Yogiwick 01-13-2014 03:44 PM

I think the key part is *if* we can only speculate. Either way the horse needs to be seen asap.

OP, can you pinpoint any heat or pain? Are you positive it's his foot and not higher in his leg?

Meadow 01-13-2014 04:30 PM

There isn't really much you can do until your farrier can take a look at it to see whats going on, but I recommend light exercise, no riding, and picking his hooves daily until told differently by a farrier or vet. If your farrier is taking a while, I recommend a vet ASAP. You want to nip this in the bud so it doesn't get worse. Good luck, and I hope everything turns out well :-)!

beverleyy 01-13-2014 07:14 PM


Originally Posted by Yogiwick (Post 4519858)
Get the vet out if you can't wait for the farrier.

I would suggest using a shorter bucket.

glad this was mentioned. I've seen awful things come from using too tall a bucket or a bucket with a handle. :-(

Yogiwick 01-13-2014 11:04 PM


Originally Posted by beverleyy (Post 4524913)
glad this was mentioned. I've seen awful things come from using too tall a bucket or a bucket with a handle. :-(

Exactly, and honestly it's also harder to get the hoof in/out and soaked and easier to cause the horse to bump it or whatever and cause an issue and then you have the bucket up to the knee...

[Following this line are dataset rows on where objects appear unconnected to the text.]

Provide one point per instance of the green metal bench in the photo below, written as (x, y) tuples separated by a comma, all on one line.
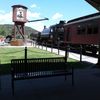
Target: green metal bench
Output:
[(39, 68)]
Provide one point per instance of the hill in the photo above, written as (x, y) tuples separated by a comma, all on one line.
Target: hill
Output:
[(6, 29)]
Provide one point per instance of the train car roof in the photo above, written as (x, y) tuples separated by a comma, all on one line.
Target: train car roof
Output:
[(84, 18), (94, 3), (45, 31)]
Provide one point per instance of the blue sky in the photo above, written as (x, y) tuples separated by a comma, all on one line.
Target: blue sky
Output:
[(55, 10)]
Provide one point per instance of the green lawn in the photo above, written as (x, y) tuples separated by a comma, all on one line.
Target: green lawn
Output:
[(6, 54)]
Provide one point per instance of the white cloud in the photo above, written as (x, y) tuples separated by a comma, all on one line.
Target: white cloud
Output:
[(32, 15), (33, 6), (36, 25), (57, 16)]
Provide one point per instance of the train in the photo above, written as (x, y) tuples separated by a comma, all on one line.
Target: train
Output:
[(84, 31)]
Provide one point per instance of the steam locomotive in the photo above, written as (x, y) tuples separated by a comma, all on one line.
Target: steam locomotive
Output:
[(84, 31)]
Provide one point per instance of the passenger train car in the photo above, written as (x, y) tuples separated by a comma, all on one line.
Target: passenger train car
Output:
[(83, 31)]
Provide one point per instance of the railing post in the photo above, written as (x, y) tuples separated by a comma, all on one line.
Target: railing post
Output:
[(80, 53), (66, 53), (25, 53)]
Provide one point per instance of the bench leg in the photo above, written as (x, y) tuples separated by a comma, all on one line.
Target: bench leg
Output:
[(72, 77), (65, 77), (12, 87)]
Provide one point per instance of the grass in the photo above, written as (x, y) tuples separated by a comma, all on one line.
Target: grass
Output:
[(6, 54)]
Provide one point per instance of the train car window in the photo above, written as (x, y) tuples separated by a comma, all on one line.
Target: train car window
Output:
[(81, 30), (95, 29), (89, 29)]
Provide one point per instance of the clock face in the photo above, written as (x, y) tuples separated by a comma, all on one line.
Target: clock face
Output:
[(20, 14)]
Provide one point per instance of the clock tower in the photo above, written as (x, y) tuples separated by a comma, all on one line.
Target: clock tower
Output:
[(19, 18)]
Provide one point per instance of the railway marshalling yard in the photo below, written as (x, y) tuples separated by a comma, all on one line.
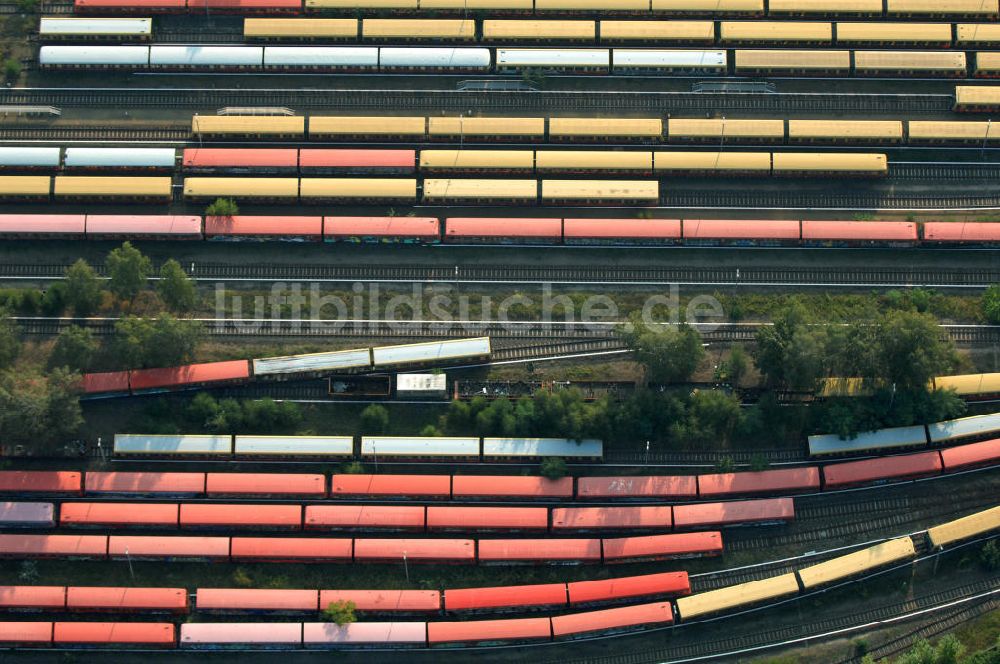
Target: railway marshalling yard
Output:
[(824, 172)]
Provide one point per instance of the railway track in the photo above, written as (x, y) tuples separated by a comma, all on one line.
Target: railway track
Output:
[(449, 100), (548, 274)]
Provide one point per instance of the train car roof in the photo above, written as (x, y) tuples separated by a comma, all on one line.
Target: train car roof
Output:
[(857, 562), (562, 447), (977, 425), (859, 230)]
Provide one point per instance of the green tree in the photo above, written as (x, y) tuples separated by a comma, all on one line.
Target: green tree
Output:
[(340, 612), (128, 270), (10, 342), (175, 288), (222, 207), (75, 348), (553, 468), (159, 342), (990, 303), (374, 419), (83, 288), (670, 354)]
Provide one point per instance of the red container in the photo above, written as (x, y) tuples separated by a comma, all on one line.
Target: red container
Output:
[(264, 517), (735, 513), (190, 375), (168, 548), (40, 481), (662, 547), (985, 453), (540, 551), (257, 600), (873, 471), (664, 584), (159, 635), (265, 484), (292, 549), (53, 546), (51, 598), (410, 486), (783, 480), (145, 484), (385, 601), (489, 632), (623, 618), (612, 518), (511, 486), (126, 600), (365, 517), (487, 518), (119, 515), (514, 598), (415, 550), (661, 487)]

I would suggest a low wide black rubber bucket. Not high, not too narrow/wide, not plastic. A feed bucket might be good. You can, but definitely don't need to get a hoof boot for soaking. A good old bucket is much cheaper/simpler imo, just make sure you use the right one :wink:

loosie 01-18-2014 04:26 AM

288 Attachment(s)
One thing for sure is it's nothing to do with sand between hoof & shoe. How was the farrier rough? Do you mean he hit or fought with him, or that he did a rough job?